The way I see it, there are two ways to look at a hangover when your most recent birthday introduced you to your 36th year on this planet.Ok, so technically 37th on the planet as Pi Dog so RUDELY pointed out!
1) I can't believe I'm 36 and I still do this to myself!
2) Hey, at least I'm still out enjoying life at 36!
At the moment I'm still feeling more in tune with number 1, but I'm hoping that later on today number 2 will kick in. Another thing that has changed is the fact that it's 9.30 on a Saturday and I'm already up and about...ish, well, on the net anyway. Gone are the beloved days when you had so much free time that you could just sleep all day and be none the wiser that you had a hangover. At best, you might get up on time to see what Richard and Judy were talking about and be thankful that you didn't have Richard's haircut and dress"sense". But that was only because you heard someone put the kettle on and you were hoping they might offer you a brew if you show your pastey face. But in these days of precious little free time away from work, one has to make the effort to get up and take advantage of the weekend even if it does make you feel queasy like my mate Pi Dog here with the green face.
By the way, why is it that you never have milk on hangover days? This morning I had to use some small, dodgy Japanese pots of creamer that I'd bought to take to work for emergencies (They never use milk in tea here?!). Fittingly, they are called 'Creap'. Cause it's creapy that you'd even consider letting that crap near your tea. But, I digress.
I make it a rule never to drink and e-mail/ blog. Unfortunately, the drink makes me forget that this is my rule and the poor recipient, more often than not, is our friend the 'King of Ireland'. We lived next to the K.O.I. for about four months in Tokyo when we all worked at the same university on a short contract. I don't know who was the bad influence on who, but basically it was four months of taking the piss. However, this is Japan, and so we wore suits and nobody was any the wiser.
The King of Ireland became ordained as such when he went off to see Ireland play Japan in Rugby. He thought it would be a good idea to cover himself in orange, green and white, wrap an Irish flag around his shoulders and don a stupidly large hat in the same, aforementioned colours. Lucky for him (and us) the only record I have of this is a photo I took on my keitai (cellphone) which is of too low a quality to upload. But rest assured, he got all sorts of attention and ended up sitting with a load of Japanese guys who call themselves the Irish Supporters Club and also dress like the K.O.I.. Photos were taken and he ended up in domestic as well as Irish newspapers and, later of course, pissed. Pi dog was with him, I went to a museum. See, I'm waaaaay more grown up than them!
I have to also mention that the K.O.I ended up falling asleep on the train so that he missed his stop and ended up in Takao, at the end of the line. He then woke up and changed trains only to fall asleep in the other direction, miss his stop yet again, and end up at the other end of the line. I hasten to add that this is no short journey.

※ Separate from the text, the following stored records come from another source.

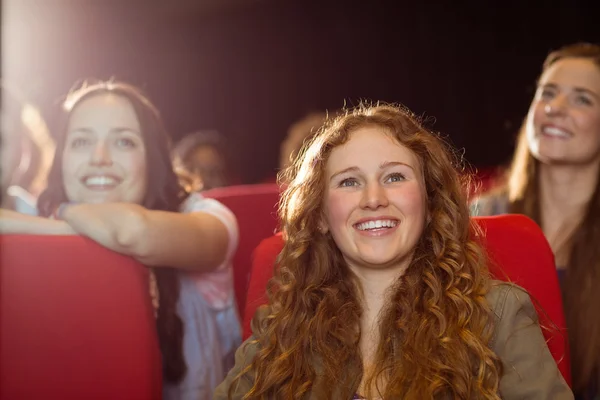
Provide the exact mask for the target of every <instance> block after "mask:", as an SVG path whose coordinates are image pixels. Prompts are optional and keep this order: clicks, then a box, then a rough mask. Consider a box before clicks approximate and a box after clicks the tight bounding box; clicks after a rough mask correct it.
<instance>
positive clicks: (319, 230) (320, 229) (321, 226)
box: [319, 217, 329, 235]
mask: <svg viewBox="0 0 600 400" xmlns="http://www.w3.org/2000/svg"><path fill="white" fill-rule="evenodd" d="M319 232H321V233H322V234H323V235H325V234H327V233H328V232H329V225H328V224H327V222H326V221H325V218H324V217H321V220H320V221H319Z"/></svg>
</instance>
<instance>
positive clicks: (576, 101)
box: [575, 96, 592, 106]
mask: <svg viewBox="0 0 600 400" xmlns="http://www.w3.org/2000/svg"><path fill="white" fill-rule="evenodd" d="M575 104H578V105H584V106H589V105H591V104H592V101H591V100H590V99H588V98H587V97H586V96H577V97H575Z"/></svg>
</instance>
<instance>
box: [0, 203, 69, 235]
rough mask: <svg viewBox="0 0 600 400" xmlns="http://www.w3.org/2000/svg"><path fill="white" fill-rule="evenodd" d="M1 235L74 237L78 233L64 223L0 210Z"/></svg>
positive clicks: (46, 218) (63, 221)
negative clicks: (39, 235) (19, 235)
mask: <svg viewBox="0 0 600 400" xmlns="http://www.w3.org/2000/svg"><path fill="white" fill-rule="evenodd" d="M0 234H3V235H8V234H14V235H74V234H76V232H75V231H74V230H73V228H71V226H69V224H68V223H66V222H64V221H59V220H53V219H49V218H42V217H35V216H31V215H25V214H20V213H18V212H15V211H11V210H4V209H0Z"/></svg>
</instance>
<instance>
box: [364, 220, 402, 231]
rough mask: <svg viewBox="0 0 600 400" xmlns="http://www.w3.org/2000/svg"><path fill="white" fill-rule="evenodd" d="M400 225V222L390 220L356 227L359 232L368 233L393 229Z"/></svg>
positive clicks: (371, 222) (370, 222)
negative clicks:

The Chuo line spans the width of Tokyo which is a monster big city. Further, he did this on more than one occasion, but who's counting? God only knows what happens to him in Korea where he now resides. That's your 15 minutes of fame, K.O.I.. At least you're not naked THIS time on the net. Oh, and sorry we always e-mail you when we're pissed. To be fair, you haven't exactly set us a good example (only joking).
So, I've got to get on with my hangover now. We've also got to get down to the launderette to have our weekly meeting with the freaks in there. But that's another blog.
Oh yeah, and I just wanted to mention that there is a link on the title of this blog that goes to an article about Rolling Stone magazine now having a China Edition. Thought that was interesting...but then, anything on the bright, flashing screen is interesting right now as it makes me forget my pounding headache.